Further, the legacy insurance business somewhat relies on long processing times for claims to improve their cash conversion cycle as well as reduce the amount of claims ultimately paid out. By delaying processing and putting up high roadblocks and standards to pay claims, it somewhat attempts to weed out frivolous or less-than-truthful claims. Lemonade does the opposite of this, with instant approval and quick processing. While this may appeal to customers and win new users, in the long run it may lead to a spiral of increasing costs and premiums due to adverse selection, meaning bad actors will be especially attracted to the platform to try to make dodgy insurance claims. It’s unclear if the ML technology is sophisticated enough yet to prevent this.
It’s interesting that Lemonade’s product front is a facade for humans running the system in the background — this is a technique common to startups wanting to quickly scale growth but it’s not certain that Lemonade has proven that it can actually transition to ML algorithms eventually instead of humans.

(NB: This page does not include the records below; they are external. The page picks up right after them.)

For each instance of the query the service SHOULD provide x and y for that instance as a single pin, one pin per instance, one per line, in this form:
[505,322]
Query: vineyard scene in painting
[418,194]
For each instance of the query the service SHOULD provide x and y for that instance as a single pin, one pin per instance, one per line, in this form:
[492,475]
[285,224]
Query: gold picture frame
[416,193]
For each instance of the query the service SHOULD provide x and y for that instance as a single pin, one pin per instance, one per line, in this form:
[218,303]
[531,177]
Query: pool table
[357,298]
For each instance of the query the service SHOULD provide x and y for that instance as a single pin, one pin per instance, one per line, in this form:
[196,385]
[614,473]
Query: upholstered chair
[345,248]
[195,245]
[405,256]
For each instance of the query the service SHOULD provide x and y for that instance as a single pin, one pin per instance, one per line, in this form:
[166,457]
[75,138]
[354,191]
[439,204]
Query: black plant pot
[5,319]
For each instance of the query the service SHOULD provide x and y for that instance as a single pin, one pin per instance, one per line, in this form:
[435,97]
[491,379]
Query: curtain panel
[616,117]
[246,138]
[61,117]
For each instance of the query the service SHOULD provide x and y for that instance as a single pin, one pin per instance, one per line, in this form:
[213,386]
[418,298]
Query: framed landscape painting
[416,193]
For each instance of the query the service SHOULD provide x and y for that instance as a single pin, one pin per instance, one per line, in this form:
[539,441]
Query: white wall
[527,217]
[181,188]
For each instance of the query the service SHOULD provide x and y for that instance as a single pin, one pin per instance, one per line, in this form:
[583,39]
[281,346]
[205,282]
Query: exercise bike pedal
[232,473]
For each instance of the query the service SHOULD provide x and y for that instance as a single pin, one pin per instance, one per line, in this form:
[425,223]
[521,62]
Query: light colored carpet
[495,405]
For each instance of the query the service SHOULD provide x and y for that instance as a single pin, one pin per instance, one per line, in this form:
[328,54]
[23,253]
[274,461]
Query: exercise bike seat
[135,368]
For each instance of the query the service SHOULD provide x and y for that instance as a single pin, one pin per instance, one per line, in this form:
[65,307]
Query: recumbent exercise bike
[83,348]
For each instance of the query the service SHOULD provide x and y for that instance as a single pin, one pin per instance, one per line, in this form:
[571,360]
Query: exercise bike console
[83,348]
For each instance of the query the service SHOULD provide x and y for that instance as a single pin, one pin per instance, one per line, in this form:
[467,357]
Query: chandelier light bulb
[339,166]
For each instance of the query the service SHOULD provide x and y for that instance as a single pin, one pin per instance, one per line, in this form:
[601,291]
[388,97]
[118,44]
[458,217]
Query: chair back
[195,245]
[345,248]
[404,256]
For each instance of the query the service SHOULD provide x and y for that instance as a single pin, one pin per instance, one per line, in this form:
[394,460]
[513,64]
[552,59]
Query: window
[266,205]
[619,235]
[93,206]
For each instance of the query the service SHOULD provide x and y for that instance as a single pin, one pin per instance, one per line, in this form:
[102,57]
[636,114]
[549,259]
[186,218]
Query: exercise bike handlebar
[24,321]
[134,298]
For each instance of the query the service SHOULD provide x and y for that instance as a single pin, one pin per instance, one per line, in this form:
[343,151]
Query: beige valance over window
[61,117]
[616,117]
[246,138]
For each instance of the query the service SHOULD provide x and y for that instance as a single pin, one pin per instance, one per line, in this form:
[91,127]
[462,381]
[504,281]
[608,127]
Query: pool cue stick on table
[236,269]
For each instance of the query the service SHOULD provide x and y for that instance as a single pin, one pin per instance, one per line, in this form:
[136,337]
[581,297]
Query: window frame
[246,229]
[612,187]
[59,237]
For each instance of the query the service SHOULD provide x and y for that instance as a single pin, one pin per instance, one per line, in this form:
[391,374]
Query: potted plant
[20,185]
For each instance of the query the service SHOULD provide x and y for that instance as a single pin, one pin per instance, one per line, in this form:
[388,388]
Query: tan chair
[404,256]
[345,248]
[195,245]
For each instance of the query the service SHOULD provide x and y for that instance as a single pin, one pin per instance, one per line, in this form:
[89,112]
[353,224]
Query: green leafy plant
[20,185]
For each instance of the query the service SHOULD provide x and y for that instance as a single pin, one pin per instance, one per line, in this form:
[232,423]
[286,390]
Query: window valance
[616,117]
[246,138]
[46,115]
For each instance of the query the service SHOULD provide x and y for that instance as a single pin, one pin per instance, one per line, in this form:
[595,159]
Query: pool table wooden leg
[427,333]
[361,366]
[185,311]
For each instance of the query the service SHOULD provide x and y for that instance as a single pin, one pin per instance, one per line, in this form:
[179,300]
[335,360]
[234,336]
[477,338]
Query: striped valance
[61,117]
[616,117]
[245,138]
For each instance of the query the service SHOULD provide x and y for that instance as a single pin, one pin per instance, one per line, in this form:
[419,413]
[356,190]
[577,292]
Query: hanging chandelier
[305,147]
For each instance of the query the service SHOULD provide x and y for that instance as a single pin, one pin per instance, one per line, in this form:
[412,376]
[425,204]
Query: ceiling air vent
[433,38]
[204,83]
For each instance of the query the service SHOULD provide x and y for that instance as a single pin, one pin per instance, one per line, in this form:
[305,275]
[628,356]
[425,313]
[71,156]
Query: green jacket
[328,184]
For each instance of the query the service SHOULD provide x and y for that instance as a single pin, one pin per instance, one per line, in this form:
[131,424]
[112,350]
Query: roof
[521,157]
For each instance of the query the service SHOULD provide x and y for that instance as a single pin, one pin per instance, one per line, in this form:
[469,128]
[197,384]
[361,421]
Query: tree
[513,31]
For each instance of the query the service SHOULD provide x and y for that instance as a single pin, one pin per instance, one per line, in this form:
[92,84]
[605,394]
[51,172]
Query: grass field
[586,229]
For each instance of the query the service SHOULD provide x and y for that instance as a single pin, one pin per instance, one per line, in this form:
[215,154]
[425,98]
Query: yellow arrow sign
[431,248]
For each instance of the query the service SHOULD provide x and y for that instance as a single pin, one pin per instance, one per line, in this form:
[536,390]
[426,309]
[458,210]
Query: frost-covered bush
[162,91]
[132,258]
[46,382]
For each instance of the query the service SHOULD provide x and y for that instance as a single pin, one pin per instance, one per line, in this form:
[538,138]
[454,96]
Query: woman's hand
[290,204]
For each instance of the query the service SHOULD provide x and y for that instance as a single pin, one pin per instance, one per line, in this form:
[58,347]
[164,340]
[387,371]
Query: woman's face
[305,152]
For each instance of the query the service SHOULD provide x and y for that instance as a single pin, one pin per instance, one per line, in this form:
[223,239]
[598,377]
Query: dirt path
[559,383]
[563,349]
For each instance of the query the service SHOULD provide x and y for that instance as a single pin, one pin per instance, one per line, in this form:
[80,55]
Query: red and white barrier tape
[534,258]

I agree with Kay Holmes’ concerns about users’ expectations of privacy from the Spotify algorithm and potentially negative impact from public perception of Spotify knowing “too much” about one of its users. Spotify’s ad campaign last year featured billboards with machine learning insights, revealing the most-listened to songs of the year. Additionally, Spotify created a personalized “musical year in review” for each user based on their listening habits. Revealing to consumers the extent of the data a company collects about them can be risky business. Users may see the data as “creepy” rather than insightful. Indeed, there was considerable backlash when Netflix released similar tweets about holiday movie watching — while users may subconsciously know that all of their behavior is being tracked and captured into internal data, they don’t necessarily like being reminded of this or have a feeling of being “judged” for what content they are consuming. Our content consumption (whether it be music or TV shows) is a window into our inner feelings, almost a diary of sorts. In this way, Spotify must be very careful about its personalization being useful but being cognizant that users don’t like the feeling of giving up privacy.
Streaming licensed non-exclusive music content is a very low margin business, similar to TV / movie rental on-demand on iTunes or Amazon. Therefore, we would expect that the Spotify’s sole source of profit and competitive advantage in this market would be from its personalization algorithm and convenient UI. This is shaky and unclear how much users are really willing to pay for this — customers may prefer a similar service with all the same music content with a less advanced UI, for a lower price. It’s unclear that Spotify’s current business model is sustainable. As others have pointed out, its profits are slim and there isn’t much of a theoretical case to be made for margin expansion. A better strategy would be for Spotify to create its own original content, perhaps by signing mega hit artists like Taylor Swift or Drake to have their music only available on Spotify. This was similar to Beyonce’s strategy with Tidal, though it’s unclear if she was better off for this or not, since the lack of radio play or other distribution likely dampened the potential media buzz and word of mouth.